# Train Machine learning on multiple Medical datasets

In this notebook we will learn how to train Machine learning models on remote (non-public) data, using **Scikit-learn** and **PySyft**.

## Step 1. Login to datasites as **External Researcher**

⚠️ First verify that the Datasites are already running.

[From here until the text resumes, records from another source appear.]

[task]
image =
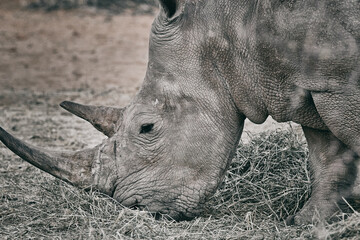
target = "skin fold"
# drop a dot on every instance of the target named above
(212, 64)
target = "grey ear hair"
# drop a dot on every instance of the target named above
(170, 7)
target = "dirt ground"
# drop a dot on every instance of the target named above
(86, 55)
(83, 55)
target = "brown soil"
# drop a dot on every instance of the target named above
(85, 55)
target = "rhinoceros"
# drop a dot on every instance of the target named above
(212, 64)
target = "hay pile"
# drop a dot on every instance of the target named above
(267, 181)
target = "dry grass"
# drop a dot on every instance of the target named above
(267, 180)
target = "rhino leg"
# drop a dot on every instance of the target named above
(334, 171)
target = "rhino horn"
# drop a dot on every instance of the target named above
(170, 6)
(72, 167)
(104, 119)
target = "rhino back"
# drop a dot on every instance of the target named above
(296, 48)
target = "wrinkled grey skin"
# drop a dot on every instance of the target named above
(212, 64)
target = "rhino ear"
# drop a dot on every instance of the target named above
(104, 119)
(170, 6)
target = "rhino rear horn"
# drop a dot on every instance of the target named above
(104, 119)
(72, 167)
(170, 6)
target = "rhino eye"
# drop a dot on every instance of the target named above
(146, 128)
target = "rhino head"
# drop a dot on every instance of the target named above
(168, 150)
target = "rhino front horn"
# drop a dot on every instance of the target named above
(72, 167)
(104, 119)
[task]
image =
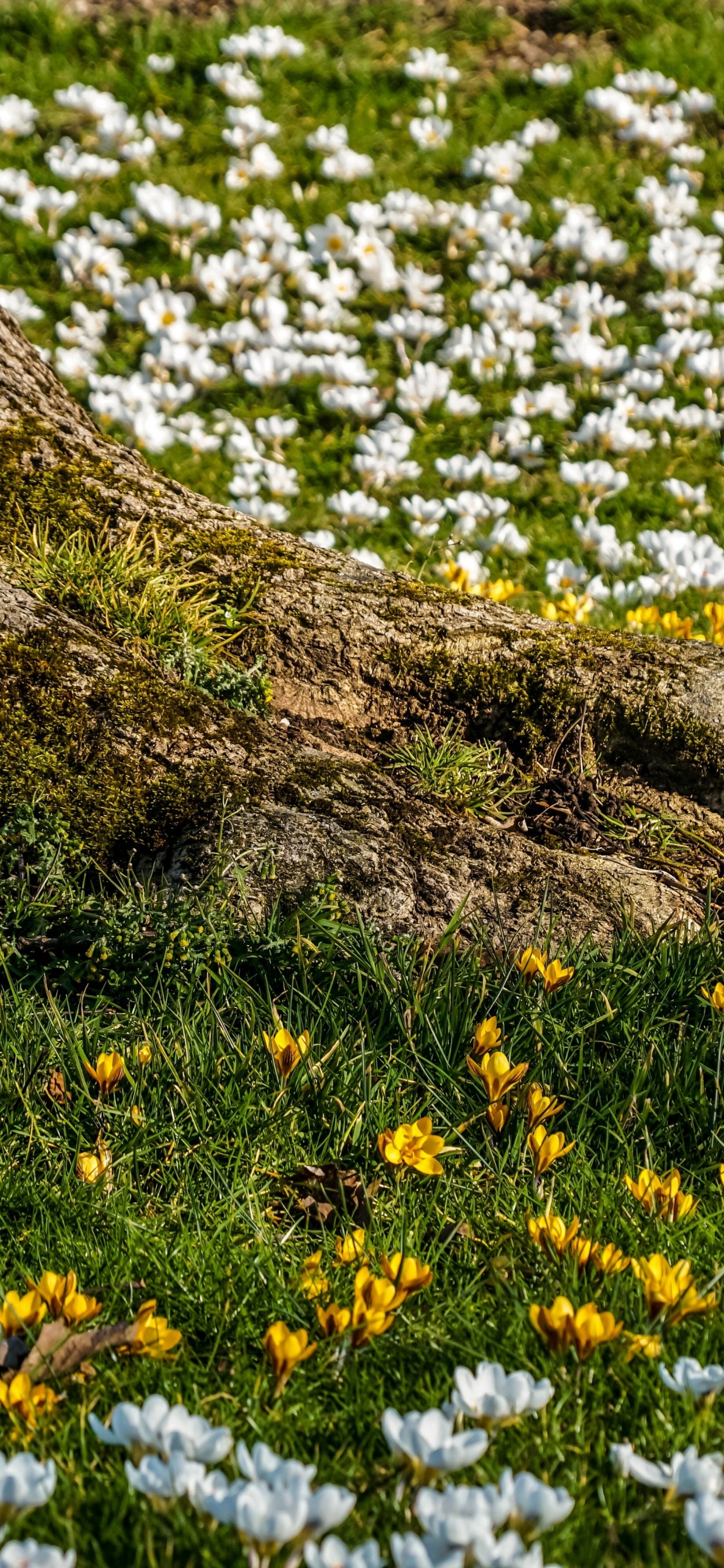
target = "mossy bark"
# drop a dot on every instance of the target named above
(358, 659)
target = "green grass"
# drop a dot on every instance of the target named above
(353, 71)
(201, 1216)
(201, 1213)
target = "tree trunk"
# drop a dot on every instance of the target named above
(142, 762)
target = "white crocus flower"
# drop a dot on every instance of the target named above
(324, 538)
(19, 304)
(461, 1517)
(347, 165)
(690, 1377)
(686, 1476)
(425, 384)
(409, 1551)
(428, 1443)
(550, 76)
(29, 1555)
(428, 65)
(430, 132)
(334, 1555)
(505, 537)
(424, 512)
(704, 1520)
(461, 405)
(234, 82)
(17, 117)
(356, 507)
(24, 1484)
(265, 43)
(179, 1478)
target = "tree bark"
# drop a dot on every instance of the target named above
(358, 659)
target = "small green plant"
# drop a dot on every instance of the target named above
(475, 776)
(149, 607)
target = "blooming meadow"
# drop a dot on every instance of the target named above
(344, 279)
(320, 1247)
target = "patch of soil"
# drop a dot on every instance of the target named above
(536, 37)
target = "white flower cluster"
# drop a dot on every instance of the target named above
(273, 1504)
(27, 1484)
(698, 1479)
(287, 290)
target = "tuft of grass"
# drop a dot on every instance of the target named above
(470, 776)
(151, 609)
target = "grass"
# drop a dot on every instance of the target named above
(146, 606)
(203, 1211)
(352, 71)
(474, 776)
(203, 1214)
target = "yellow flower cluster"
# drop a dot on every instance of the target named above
(554, 1236)
(499, 1076)
(414, 1147)
(662, 1195)
(563, 1327)
(375, 1302)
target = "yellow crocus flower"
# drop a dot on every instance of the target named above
(374, 1307)
(550, 1233)
(413, 1145)
(541, 1106)
(662, 1195)
(154, 1338)
(333, 1319)
(547, 1147)
(108, 1072)
(63, 1299)
(585, 1330)
(92, 1167)
(406, 1274)
(26, 1401)
(715, 614)
(497, 1074)
(486, 1037)
(350, 1248)
(554, 1324)
(643, 1346)
(556, 976)
(287, 1051)
(286, 1349)
(532, 963)
(19, 1313)
(670, 1288)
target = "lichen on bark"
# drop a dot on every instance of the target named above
(358, 660)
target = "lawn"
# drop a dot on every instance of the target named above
(652, 418)
(181, 1178)
(201, 1213)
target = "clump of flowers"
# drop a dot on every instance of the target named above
(413, 1145)
(533, 963)
(26, 1401)
(554, 1236)
(286, 1348)
(662, 1195)
(286, 1051)
(107, 1073)
(499, 1078)
(585, 1330)
(670, 1289)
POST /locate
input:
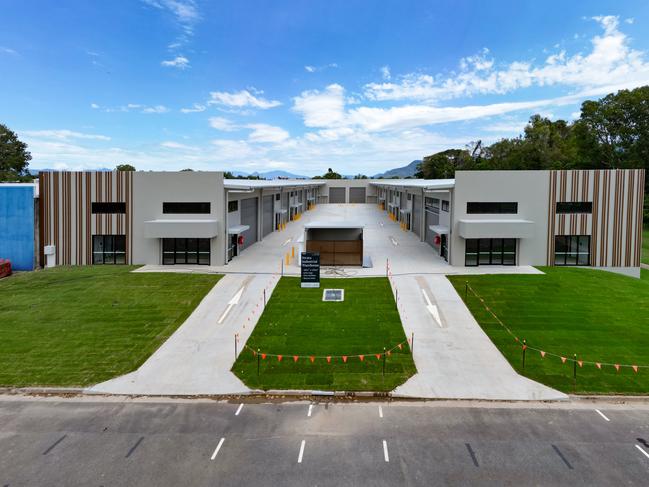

If needed, launch the following command in a new terminal session:

```bash
$ python launch_datasites.py
```

**Note**: In Jupyter Lab, you can open a new terminal session via `File >> New >> Terminal`

In [None]:
import syft as sy

In [None]:
from datasites import DATASITE_URLS

datasites = {}
for name, url in DATASITE_URLS.items():
    datasites[name] = sy.login(url=url, email="researcher@openmined.org", password="****")

## Step 2. Get Mock data and test the model training code

In [None]:
mock_data = datasites["Cleveland Clinic"].datasets["Heart Disease Dataset"].assets["Heart Study Data"].mock

In [None]:
# DS/ML libraries
from sklearn.model_selection import train_test_split
from sklearn.ensemble import RandomForestClassifier


# Input data is not "ready" for ML experiments, so we need to 
# (1) extract features and labels; (2) train/test split data 
# before training our model.
def by_demographics(data):
    # NO age stratification as data is too skew 
    # (see notebook 01-Compare-Demographics.ipynb)
    sex = data["sex"].map(lambda v: '0' if v == 0 else '1')
    target = data["num"].map(lambda v: '0' if v == 0 else '1')
    return (sex+target).values

# 1. get features and labels
X = mock_data.drop(columns=["age", "sex", "num"], axis=1)
y = mock_data["num"].map(lambda v: 0 if v == 0 else 1)
# 2. partition data
X_train, _, y_train, _ = train_test_split(
    X, y, random_state=12345, stratify=by_demographics(mock_data)
)
# 3. train model: Tree-based model as its invariant to feature scale, and allows data sparsity
model = RandomForestClassifier(random_state=12345)
model.fit(X_train, y_train)

## Step 3. Submit Experiment to each datasite

In [None]:
for name, datasite in datasites.items():
    print(f"Datasite: {name}")
    # 1. Get data asset from datasite
    data_asset = datasite.datasets["Heart Disease Dataset"].assets["Heart Study Data"]
    
    @sy.syft_function_single_use(data=data_asset)
    def train(data):
        # DS/ML libraries
        from sklearn.model_selection import train_test_split
        from sklearn.ensemble import RandomForestClassifier
        # Extra dependencies for model persistance (see 4.)
        import joblib
        from io import BytesIO
        
        def by_demographics(data):
            sex = data["sex"].map(lambda v: '0' if v == 0 else '1')
            target = data["num"].map(lambda v: '0' if v == 0 else '1')
            return (sex+target).values
        
        # 1. get features and labels
        X = data.drop(columns=["age", "sex", "num"], axis=1)
        y = data["num"].map(lambda v: 0 if v == 0 else 1)
        # 2. partition data
        X_train, _, y_train, _ = train_test_split(
            X, y, random_state=12345, stratify=by_demographics(data)
        )
        # 3. train model
        model = RandomForestClassifier(random_state=12345)
        model.fit(X_train, y_train)
        # 4. model persistance - return model serialised 
        serialised_model = BytesIO()
        joblib.dump(model, serialised_model)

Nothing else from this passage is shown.